Bug solved, it turns out to be the CASTING problem (not rendering problem as previously said).
The bugged text is a intermediate product during some internal conversion process using swtringstream (which I forgot to mention), the code is as follows
wstringstream wss;
wstring text;
textToGenerate.append(L"some text");
wss << timer->getTime()
text.append(wss.str());
Right after this process the debugger shows the text as a bunch of random stuff but later somehow it converts back so it's readable. But the problem appears at rendering stage using DirectX. I somehow left the casting for wchar_t*, which results in the incorrect rendering.
old:
LPCWSTR lpcwstrText = (LPCWSTR)textToDraw->getText();
new:
LPCWSTR lpcwstrText = (*textToDraw->getText()).c_str();
By changing that solves the problem.
So, this is resulted by a bad cast. As some kind people provided correction to my statement.

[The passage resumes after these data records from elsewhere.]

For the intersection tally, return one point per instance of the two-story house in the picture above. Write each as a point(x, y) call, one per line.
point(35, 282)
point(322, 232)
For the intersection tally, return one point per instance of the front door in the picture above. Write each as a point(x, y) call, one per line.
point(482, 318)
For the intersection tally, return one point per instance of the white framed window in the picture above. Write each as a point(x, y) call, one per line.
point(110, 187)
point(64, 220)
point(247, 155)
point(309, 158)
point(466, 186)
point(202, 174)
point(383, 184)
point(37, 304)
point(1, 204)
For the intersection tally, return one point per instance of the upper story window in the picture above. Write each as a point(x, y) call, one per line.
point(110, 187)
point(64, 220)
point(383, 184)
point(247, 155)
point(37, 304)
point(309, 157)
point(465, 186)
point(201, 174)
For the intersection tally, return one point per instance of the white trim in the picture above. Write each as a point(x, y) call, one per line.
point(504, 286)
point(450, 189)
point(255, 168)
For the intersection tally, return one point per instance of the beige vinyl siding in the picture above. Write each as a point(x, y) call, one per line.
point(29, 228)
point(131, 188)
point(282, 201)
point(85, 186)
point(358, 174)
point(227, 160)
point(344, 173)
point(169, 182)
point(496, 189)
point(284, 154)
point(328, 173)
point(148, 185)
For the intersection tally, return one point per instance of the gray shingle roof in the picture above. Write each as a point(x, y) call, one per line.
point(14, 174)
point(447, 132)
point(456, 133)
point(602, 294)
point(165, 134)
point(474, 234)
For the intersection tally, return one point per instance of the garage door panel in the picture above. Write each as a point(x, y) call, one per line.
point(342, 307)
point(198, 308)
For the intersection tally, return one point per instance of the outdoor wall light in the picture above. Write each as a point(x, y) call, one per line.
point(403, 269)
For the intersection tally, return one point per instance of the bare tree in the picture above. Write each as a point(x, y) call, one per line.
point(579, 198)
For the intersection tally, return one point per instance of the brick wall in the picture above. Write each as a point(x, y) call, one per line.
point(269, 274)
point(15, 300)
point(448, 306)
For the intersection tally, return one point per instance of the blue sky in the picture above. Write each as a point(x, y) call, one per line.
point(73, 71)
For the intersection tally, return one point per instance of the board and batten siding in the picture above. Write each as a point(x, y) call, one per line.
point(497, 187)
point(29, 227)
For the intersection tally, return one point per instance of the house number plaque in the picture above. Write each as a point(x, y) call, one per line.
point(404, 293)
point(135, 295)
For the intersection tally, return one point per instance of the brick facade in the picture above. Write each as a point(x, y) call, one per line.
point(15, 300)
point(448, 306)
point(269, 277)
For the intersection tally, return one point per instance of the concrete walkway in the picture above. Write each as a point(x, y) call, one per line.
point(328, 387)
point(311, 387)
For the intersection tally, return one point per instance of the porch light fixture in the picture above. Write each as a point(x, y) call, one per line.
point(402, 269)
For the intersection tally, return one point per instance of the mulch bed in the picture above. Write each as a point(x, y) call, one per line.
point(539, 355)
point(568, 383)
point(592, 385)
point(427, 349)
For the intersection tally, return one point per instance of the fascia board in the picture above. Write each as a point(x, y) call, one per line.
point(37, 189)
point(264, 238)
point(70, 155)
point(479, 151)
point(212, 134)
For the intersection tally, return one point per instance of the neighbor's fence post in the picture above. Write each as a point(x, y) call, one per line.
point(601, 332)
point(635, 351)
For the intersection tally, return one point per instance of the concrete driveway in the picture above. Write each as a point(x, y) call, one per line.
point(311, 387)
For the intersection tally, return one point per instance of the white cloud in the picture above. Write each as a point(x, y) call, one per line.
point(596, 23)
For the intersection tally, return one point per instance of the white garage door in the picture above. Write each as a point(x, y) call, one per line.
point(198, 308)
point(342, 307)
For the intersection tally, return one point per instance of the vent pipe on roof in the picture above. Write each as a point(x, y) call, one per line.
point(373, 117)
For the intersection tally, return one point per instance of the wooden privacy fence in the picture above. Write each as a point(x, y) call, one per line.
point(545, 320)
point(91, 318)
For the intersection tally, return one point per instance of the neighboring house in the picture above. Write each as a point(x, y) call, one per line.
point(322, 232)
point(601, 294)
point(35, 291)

Does Visual Studio 2010 Supports C++ Source Code in Unicode with Unicode Char in String Literal

I want to directly embed non-ASCII Unicode characters in string literals and use them in printf. This implies my source codes must be saved in utf-8 or utf-16. Visual Studio 2010 does support editing and saving C++ source files in either format. But when compiled & executed, it does not produce the correct unicode characters. Does the compiler support string literals with unicode characters embedded?
e.g.
wprintf(L" chinese characters:中文字\n"); the trailing chinese characters cannot be displayed
I don't have a Chinese version of Windows to test with, so this is complete speculation.
The console and file output functions are aware that files are not coded in UTF-16, so they attempt to convert the characters to a code page before output. Just as the default locale is "C" rather than anything based on your system settings, so too the default code page is probably an inappropriate one that does not include Chinese characters.
There is a function SetConsoleOutputCP to change the code page for the console. It is not clear if this function changes the code page used by the actual console window, or if it only affects conversions from Unicode within the program.
The easy way to test wide literals is to skip the formatting part of printf, and give your string straight to the OS: WriteConsoleW(GetStdHandle(STD_OUTPUT_HANDLE), L" chinese characters:中文字", ....
It's possible that #pragma setlocale may be what you need.